Dans l’état moral fragile où il se trouvait, s’il voyait le spectacle offert dans cette chambre ardente, il en ressortirait pour mettre le feu quelque part.
– Il n’y a pas de raison que tu t’imposes ça. Ecoute… Il y a un corps de petite fille. Une gamine. Et elle n’a plus de tête.
Il fit la grimace, se frotta le visage des deux mains.
– En plus, les corps sont criblés de drôles de trous. On dirait des blessures par flèches. A croire qu’un tireur à l’arc s’est amusé à leur tirer dessus.
Bozo m’observa un moment, haussa les épaules puis se détourna et cracha par terre.
Moi, tout en le retenant par l’épaule, j’observais Marisol du coin de l’œil.
Et ce que je venais de voir ne m’avait pas plu…
J’ordonnai à Bozo :
– Retourne au bateau. Emmène cinq ou six vieux avec toi et commencez à décharger les marchandises pour ici. Je sais qu’il y a du ciment, de la bouffe et puis d’autres trucs. Demande à Kim. En même temps, tu lui dis de venir me rejoindre et d’apporter les factures avec lui. On va monter voir le Vénérable et on se cassera tout de suite après…

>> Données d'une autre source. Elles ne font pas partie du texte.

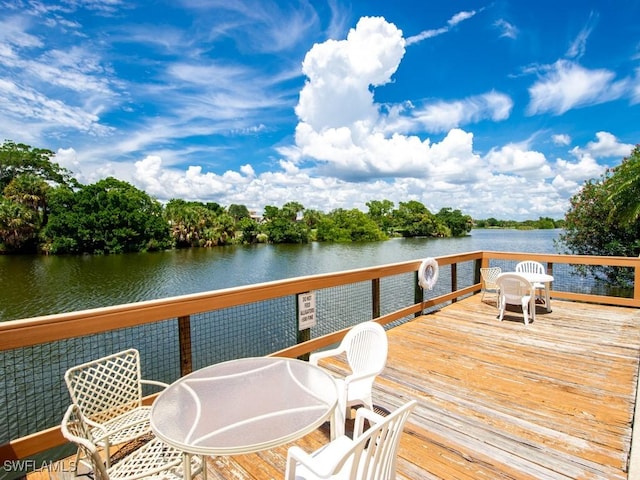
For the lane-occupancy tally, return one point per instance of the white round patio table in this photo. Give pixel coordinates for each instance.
(540, 278)
(243, 406)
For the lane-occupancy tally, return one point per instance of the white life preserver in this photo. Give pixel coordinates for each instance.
(428, 273)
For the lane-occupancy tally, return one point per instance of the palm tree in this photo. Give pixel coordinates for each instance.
(29, 190)
(624, 189)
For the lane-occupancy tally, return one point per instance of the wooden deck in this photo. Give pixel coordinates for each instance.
(501, 400)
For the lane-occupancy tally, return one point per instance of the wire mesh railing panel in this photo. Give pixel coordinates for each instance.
(35, 396)
(585, 279)
(254, 329)
(342, 307)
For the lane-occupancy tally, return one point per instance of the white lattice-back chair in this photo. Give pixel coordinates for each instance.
(154, 460)
(531, 266)
(516, 290)
(370, 455)
(108, 392)
(489, 275)
(365, 346)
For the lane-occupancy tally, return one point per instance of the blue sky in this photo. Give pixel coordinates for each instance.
(497, 108)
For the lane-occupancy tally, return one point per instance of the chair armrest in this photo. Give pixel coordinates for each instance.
(314, 357)
(154, 382)
(355, 377)
(363, 414)
(323, 462)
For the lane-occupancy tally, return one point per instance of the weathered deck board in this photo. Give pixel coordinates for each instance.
(501, 400)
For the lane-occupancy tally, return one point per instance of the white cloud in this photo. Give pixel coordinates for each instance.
(452, 22)
(507, 29)
(568, 85)
(513, 158)
(606, 145)
(442, 116)
(561, 139)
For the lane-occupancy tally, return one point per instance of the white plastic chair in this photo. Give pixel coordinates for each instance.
(365, 346)
(516, 290)
(370, 455)
(489, 276)
(154, 460)
(531, 266)
(108, 392)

Il poussa un énorme soupir, jeta un regard désolé à la porte du bâtiment et hocha la tête.
– D’accord.
Quand il se fut éloigné, je pris Marisol par le bras, l’attirai à l’écart et lui demandai :
– Qu’est-ce qui se passe ?
Elle avait accusé le coup quand j’avais décrit les corps. La tête coupée. Les blessures par flèches. Ses yeux s’étaient agrandis avec une expression à la fois d’étonnement et de reconnaissance.
Quelques secondes lui avaient suffi pour se reprendre. Elle me dévisagea, l’air de ne pas comprendre ma question.

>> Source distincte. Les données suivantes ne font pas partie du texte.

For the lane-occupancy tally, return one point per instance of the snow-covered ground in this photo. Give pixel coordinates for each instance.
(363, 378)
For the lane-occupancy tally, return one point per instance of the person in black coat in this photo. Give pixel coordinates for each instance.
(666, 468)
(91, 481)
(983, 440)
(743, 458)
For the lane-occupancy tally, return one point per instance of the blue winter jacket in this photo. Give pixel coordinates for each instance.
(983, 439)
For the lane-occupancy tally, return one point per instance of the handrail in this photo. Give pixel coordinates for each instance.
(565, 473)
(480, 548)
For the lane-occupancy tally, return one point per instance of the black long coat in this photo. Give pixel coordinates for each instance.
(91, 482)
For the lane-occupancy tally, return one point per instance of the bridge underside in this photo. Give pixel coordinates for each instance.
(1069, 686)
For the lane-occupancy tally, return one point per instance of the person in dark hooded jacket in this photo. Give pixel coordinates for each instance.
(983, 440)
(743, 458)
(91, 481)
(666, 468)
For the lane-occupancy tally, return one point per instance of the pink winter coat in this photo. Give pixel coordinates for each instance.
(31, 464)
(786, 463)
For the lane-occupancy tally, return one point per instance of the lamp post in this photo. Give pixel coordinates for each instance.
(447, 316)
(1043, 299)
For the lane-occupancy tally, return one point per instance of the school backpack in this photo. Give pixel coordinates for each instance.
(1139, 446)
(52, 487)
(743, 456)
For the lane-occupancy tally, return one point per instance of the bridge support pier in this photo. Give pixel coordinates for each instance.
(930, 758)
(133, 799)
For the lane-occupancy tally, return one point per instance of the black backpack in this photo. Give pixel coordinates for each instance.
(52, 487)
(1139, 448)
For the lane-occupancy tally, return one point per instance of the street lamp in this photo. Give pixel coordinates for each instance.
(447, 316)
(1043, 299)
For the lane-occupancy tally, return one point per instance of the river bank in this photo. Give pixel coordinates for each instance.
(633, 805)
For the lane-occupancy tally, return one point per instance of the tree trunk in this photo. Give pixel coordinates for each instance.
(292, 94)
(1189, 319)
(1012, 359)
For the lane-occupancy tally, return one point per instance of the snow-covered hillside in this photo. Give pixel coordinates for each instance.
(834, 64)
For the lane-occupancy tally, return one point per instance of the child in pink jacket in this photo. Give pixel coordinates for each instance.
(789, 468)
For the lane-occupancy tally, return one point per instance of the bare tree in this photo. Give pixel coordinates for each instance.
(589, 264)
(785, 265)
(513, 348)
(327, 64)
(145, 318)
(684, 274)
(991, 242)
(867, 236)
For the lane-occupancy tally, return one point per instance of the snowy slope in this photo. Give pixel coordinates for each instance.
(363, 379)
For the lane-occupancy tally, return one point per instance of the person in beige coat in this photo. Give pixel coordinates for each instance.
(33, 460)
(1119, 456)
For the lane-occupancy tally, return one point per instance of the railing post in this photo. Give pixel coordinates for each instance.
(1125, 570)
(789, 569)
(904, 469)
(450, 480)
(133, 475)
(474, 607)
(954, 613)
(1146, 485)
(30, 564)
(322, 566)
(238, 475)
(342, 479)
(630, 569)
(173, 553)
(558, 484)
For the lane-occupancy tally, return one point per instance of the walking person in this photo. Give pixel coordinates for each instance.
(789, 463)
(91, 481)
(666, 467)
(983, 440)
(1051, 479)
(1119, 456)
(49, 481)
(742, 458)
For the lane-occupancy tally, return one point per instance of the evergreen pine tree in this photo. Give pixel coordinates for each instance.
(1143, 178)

Le visage de l’innocence. Aux grands yeux turquoise.
– Je ne comprends pas…
– Qu’est-ce que tu sais de gens qui coupent les têtes et qui tirent à l’arc ?
Elle recula d’un bond, échappant à ma poigne et secoua la tête en tâchant de prendre un air offusqué.
– Pourquoi tu me demandes ça ? Tu es cinglé ? Qu’est-ce que tu veux que je saches ? Je ne sais rien ! Nada !
– Ecoute…
– Nada !
Je la regardai un moment, puis je soupirai :
– Tu ne pourras pas mentir tout le temps, Marisol.